Posted by Mrs. Kite | Posted in | Posted on Wednesday, June 15, 2011

This is my first day back home. Yesterday night was not very significant in a being-home-acknowledgment way. Still.
I wake up to see the white tall ceiling. 'This is not my ceiling' I say to myself.
It feels a lot hotter, the room is bigger, and there's a large window which I finally recognize as my old house. My 'real' house, the house I left but never abandoned.
I tell myself it's going to be a reading summer, I see the book by my side, but instead I grab my iPod and listen to some music.
Finally, when I feel too hot, I get out of bed.
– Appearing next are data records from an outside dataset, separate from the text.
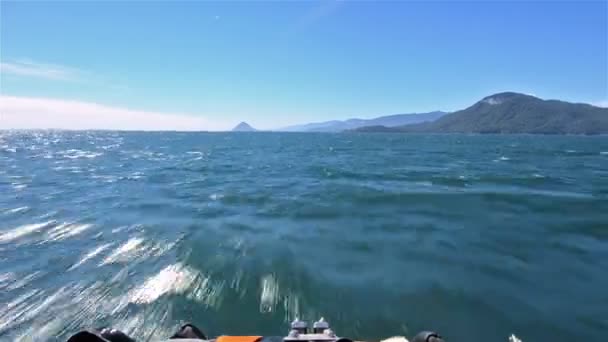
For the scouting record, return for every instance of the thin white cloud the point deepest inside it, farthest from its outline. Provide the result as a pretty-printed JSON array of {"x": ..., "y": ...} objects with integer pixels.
[
  {"x": 30, "y": 68},
  {"x": 603, "y": 104},
  {"x": 45, "y": 113}
]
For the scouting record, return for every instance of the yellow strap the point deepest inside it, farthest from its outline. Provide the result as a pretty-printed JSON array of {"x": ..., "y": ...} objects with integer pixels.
[{"x": 225, "y": 338}]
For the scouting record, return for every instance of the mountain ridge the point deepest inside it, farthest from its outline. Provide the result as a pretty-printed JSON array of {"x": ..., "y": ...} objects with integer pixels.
[
  {"x": 512, "y": 113},
  {"x": 243, "y": 127},
  {"x": 386, "y": 120}
]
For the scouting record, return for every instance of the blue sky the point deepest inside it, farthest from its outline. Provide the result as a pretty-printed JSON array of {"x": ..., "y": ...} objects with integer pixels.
[{"x": 275, "y": 63}]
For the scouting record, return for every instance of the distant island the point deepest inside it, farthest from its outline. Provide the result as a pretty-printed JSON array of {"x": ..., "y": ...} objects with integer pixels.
[
  {"x": 388, "y": 121},
  {"x": 243, "y": 127},
  {"x": 512, "y": 113}
]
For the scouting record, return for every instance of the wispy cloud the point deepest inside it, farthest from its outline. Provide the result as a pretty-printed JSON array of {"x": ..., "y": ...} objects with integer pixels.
[
  {"x": 44, "y": 113},
  {"x": 603, "y": 104},
  {"x": 321, "y": 10},
  {"x": 28, "y": 68}
]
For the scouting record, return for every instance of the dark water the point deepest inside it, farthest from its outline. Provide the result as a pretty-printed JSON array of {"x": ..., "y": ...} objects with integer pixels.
[{"x": 478, "y": 237}]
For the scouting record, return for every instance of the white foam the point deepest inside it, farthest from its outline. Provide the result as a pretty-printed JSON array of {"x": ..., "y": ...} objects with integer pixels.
[
  {"x": 66, "y": 230},
  {"x": 215, "y": 197},
  {"x": 173, "y": 279},
  {"x": 19, "y": 187},
  {"x": 126, "y": 252},
  {"x": 90, "y": 255},
  {"x": 270, "y": 293},
  {"x": 22, "y": 231},
  {"x": 514, "y": 338},
  {"x": 17, "y": 210}
]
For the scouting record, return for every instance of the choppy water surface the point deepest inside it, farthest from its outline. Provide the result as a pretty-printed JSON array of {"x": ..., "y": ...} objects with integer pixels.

I go to the TV and watch some quality comedies with my brother as I grab some cereal.
And for a while, just for a little while, it is as if I never left... then, I can't find the sugar in the kitchen, or the cables for the stereo.
I realize I don't live here anymore.

Comments (1)

air mouthfuls, but backwards . i suppose these kind of realizations both kill you and resurrect you don't they? while change signs may elude your perception, this instants exist like ghosts of the present, reminding you you're not the same you were yesterday, foreshadowing change and never going back to where you once were.

what happens years/lives later when you go back? do ghosts become so old an reminiscing, they welcome you with the warm wind of nostalgia? and so you wonder which things from today will one day haunt you, closing this never ending loop of departure/discovery.